Somit hatte Matthias Schmidt das Viertelfinale erreicht. Sein Gegner hier war Ansgar Reinke (Jahrgang 2003) vom SV Preußen Berlin, der zuvor überraschend Jakob Rottenaicher vom SV Burghausen ausgeschaltet hatte. Reinke war zuletzt Zweiter, also Gewinner einer Silbermedaille, bei den U20-DM (2021 in Rimbach).

Zwei ebenbürtige Gegner standen sich hier augenscheinlich gegenüber, die sich in den ersten 81 Sekunden intensiv „beschnupperten“. Sodann gab es die erste Passivitätsanzeige gegen Reinke und die Aktivitätszeit begann, doch kurz vor deren Ablauf gelang es Reinke tatsächlich, 2 Punkte durch einen Beinangriff zum 0:2 zu erzielen.

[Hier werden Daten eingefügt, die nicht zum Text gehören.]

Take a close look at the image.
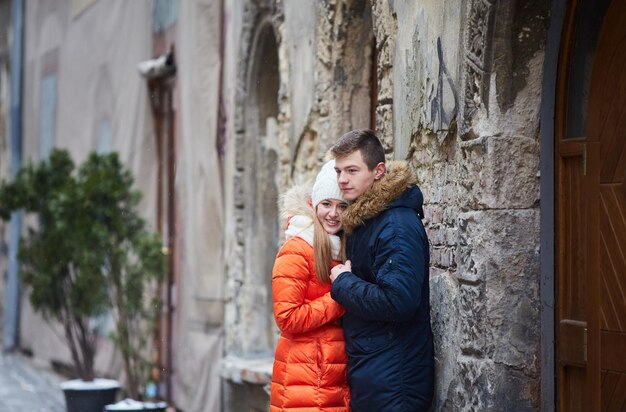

Deshalb bekam Schmidt von Reinkes Aktivitätszeit leider keinen Punkt. Sodann schob Reinke Schmidt über die Mattenbegrenzung und erzielte einen weiteren Punkt zum 0:3. Hochspannung lag in der Luft. Auch Betreuer Sebastian konnte seine Anspannung kaum verbergen. Nun brachte Schmidt durch einen Schlüpfer Reinke auf die Matte, was mit 2 Punkten belohnt wurde. So stand es also 2:3. Bis zu diesem Zeitpunkt hatte keiner der Zuschauer einen Zweifel daran, dass der Viernheimer mit seinem Kontrahenten würde mithalten können. Doch dann ging plötzlich alles sehr schnell. Vermutlich infolge einer kurzen Unachtsamkeit Schmidts erzielte Reinke eine 4er-Wertung zum 2:7. Doch Schmidt gab nicht auf und bündelte nochmals seine Kräfte. So gelang es ihm, sich aus der gefährlichen Lage zu befreien. Ungeachtet dessen konnte Reinke jedoch sofort wieder punkten und so fand sich Schmidt in dem Moment leider auf den Schultern wieder. 2:11, verloren auf Schulter, lautete also das Ergebnis des Kampfes, in dem sich ein wie immer hoch motivierter und bis zum Letzten fightender Matthias Schmidt präsentiert hatte.

 

Das Halbfinale war also verpasst für Matthias Schmidt. Dennoch eine hervorragende Leistung und ein respektabler zehnter Platz für den Top-Athleten vom SRC Viernheim, und eine professionelle Vorbereitung für die weiteren Herausforderungen, die im Sportjahr 2022 noch auf ihn warten werden.

 

Wie hatte Bundestrainer Jürgen Scheibe beim Turnier gesagt: „Die Deutschen Meisterschaften haben immer einen hohen Stellenwert, deswegen ist es auch für alle Kaderathleten Pflicht, daran teilzunehmen. Und dies in den Gewichtsklassen, in denen sie international starten. Die Deutsche Meisterschaft wird wie ein Qualifikationsturnier zu den anstehenden internationalen Einsätzen gewertet.“

 

Dieser Aufforderung entsprechend war Matthias Schmidt gefolgt. Also, alles richtig gemacht und bereit für mehr! Glückwunsch dazu! Der Gegner aus dem Viertelfinale, Ansgar Reinke, errang übrigens schließlich im Kampf um Platz 3 die Bronzemedaille.

 

Interessant für die Viernheimer Fans des Ringsports ist sicherlich noch, dass ein „guter alter Bekannter“ des SRC, nämlich Horst Lehr, fast wie erwartet Deutscher Meister in seiner Gewichtsklasse 57kg wurde.